October 16th was World Food Day. To commemorate this, conferences, symposia and expositions are organized across the globe. I had planned to attend the event in Amsterdam, which was brought to my attention through Facebook. I even clicked the “I Am attending” button, so I was pretty serious about going. But something else turned up and I didn’t make it.
My plan was to write a blog about the event and discuss what I had learned about the state of the world’s food supply and its distribution. While I’m sitting in the train from Leeuwarden to Amsterdam, I watch the Dutch landscape pass by and see farmers harvesting the last of this season’s potatoes. It has been a bad season, I have been told by farmer friends of mine. I’m guessing the conclusions of the investigations discussed at the symposium I am missing, will not have been very optimistic either.
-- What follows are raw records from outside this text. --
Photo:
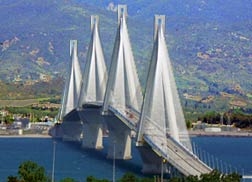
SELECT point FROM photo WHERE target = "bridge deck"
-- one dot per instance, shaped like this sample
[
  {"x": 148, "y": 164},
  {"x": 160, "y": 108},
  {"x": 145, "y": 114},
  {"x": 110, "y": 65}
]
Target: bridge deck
[{"x": 166, "y": 147}]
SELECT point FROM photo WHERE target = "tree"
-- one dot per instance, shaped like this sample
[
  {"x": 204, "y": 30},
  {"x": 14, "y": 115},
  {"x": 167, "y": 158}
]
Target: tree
[
  {"x": 29, "y": 171},
  {"x": 12, "y": 179},
  {"x": 68, "y": 180},
  {"x": 129, "y": 177}
]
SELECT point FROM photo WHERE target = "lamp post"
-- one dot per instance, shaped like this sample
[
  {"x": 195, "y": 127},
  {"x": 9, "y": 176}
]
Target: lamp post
[
  {"x": 53, "y": 165},
  {"x": 162, "y": 169},
  {"x": 114, "y": 161}
]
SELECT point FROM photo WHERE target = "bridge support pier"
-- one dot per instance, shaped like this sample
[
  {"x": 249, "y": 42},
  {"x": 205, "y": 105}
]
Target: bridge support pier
[
  {"x": 93, "y": 126},
  {"x": 119, "y": 138},
  {"x": 72, "y": 127},
  {"x": 152, "y": 163}
]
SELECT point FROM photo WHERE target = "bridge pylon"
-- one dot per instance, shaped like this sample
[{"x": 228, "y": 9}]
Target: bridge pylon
[
  {"x": 123, "y": 91},
  {"x": 71, "y": 127},
  {"x": 162, "y": 127},
  {"x": 93, "y": 90}
]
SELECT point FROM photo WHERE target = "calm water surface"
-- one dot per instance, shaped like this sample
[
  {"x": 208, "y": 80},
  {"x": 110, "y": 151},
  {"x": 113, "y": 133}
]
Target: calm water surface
[{"x": 72, "y": 161}]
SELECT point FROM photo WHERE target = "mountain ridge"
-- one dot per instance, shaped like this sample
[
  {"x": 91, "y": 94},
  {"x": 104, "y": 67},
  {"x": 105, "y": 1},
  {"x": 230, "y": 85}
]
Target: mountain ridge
[{"x": 209, "y": 42}]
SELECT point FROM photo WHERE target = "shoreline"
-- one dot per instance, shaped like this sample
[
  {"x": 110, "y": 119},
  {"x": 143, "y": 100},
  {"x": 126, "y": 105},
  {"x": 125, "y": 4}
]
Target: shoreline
[
  {"x": 221, "y": 134},
  {"x": 26, "y": 136}
]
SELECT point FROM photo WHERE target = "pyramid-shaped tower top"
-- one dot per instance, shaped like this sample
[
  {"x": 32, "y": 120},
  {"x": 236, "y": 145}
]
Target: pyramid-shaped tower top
[
  {"x": 73, "y": 83},
  {"x": 94, "y": 21},
  {"x": 95, "y": 73},
  {"x": 73, "y": 48},
  {"x": 161, "y": 109},
  {"x": 122, "y": 11},
  {"x": 123, "y": 88},
  {"x": 159, "y": 22}
]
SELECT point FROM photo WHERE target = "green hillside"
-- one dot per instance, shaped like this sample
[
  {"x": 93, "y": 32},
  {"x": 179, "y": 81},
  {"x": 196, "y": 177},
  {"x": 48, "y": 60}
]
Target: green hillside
[{"x": 209, "y": 45}]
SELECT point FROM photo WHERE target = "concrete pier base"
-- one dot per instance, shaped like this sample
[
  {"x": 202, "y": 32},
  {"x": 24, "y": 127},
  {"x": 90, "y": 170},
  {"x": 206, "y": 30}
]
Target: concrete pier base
[
  {"x": 72, "y": 127},
  {"x": 93, "y": 127},
  {"x": 152, "y": 163},
  {"x": 119, "y": 138}
]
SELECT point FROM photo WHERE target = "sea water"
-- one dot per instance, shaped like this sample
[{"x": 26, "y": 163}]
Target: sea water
[{"x": 73, "y": 161}]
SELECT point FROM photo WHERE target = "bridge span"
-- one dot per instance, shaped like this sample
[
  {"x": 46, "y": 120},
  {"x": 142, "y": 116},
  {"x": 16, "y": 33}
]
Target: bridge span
[{"x": 115, "y": 103}]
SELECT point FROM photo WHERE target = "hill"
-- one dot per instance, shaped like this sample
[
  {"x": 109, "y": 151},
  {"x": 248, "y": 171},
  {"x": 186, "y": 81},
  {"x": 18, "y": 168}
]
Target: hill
[{"x": 209, "y": 43}]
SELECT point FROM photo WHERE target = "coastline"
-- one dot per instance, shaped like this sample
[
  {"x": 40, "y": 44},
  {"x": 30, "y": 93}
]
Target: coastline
[
  {"x": 221, "y": 133},
  {"x": 26, "y": 136}
]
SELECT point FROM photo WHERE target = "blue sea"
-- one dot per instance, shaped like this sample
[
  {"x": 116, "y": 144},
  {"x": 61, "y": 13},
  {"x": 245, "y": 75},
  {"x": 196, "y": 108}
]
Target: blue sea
[{"x": 71, "y": 161}]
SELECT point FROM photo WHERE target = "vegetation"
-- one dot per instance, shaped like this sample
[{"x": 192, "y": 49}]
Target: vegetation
[
  {"x": 238, "y": 117},
  {"x": 211, "y": 59},
  {"x": 29, "y": 171}
]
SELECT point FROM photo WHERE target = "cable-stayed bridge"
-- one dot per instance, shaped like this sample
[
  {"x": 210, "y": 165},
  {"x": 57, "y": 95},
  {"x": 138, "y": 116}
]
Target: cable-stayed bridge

Food sovereignty, a term presented by Via Campesina, is threatened when people are denied access to food sources, as is the case in places like Sudan or Pakistan; places that are not only confronted with great social unrest but have also had to deal with the wrath of Mother Nature. In Sudan’s case it was drought that drove the people into refugee camps to beg for food at aid trucks. Pakistan faced the other extreme with immense floodings, that deserved far more media coverage than they have gotten, in my opinion. The scale of this disaster has gone completely lost and I doubt the stricken region has overcome this trauma yet, all though it’s hard to tell from my safe little European haven.
There are also numerous cases worldwide where arable land is omnipresent, as is social stability, yet food sovereignty is not guaranteed for the population. This occurs when great amounts of land are in hands of a wealthy few, as is the case in Brazil, and other countries in South America. Endless fields of soy beans and palm trees are cultivated for fuel and export. Locals are lucky if they can temporarily work at these farms, although a lot of manpower is not really needed on these modern mechanized agribusinesses. Communities in the region see none of the profits of this cultivation and are left with the most unproductive plots of land, if any at all.
I have read about the violence aimed at large land holders, coming from landless peasants in Africa who come to claim what they believe they have a right to. The other way around though, is at least as common as has been shown in cases in the Bolivian lowlands, which I investigated for my own thesis in 2009. I know about the problems and some of the hurdles people face around the globe. If only I had gone to the symposium today, I might have learnt about some of the solutions.
As my train glides into the next station I crave for a cup of fair trade coffee and a bar of Tony Chocolonely chocolate.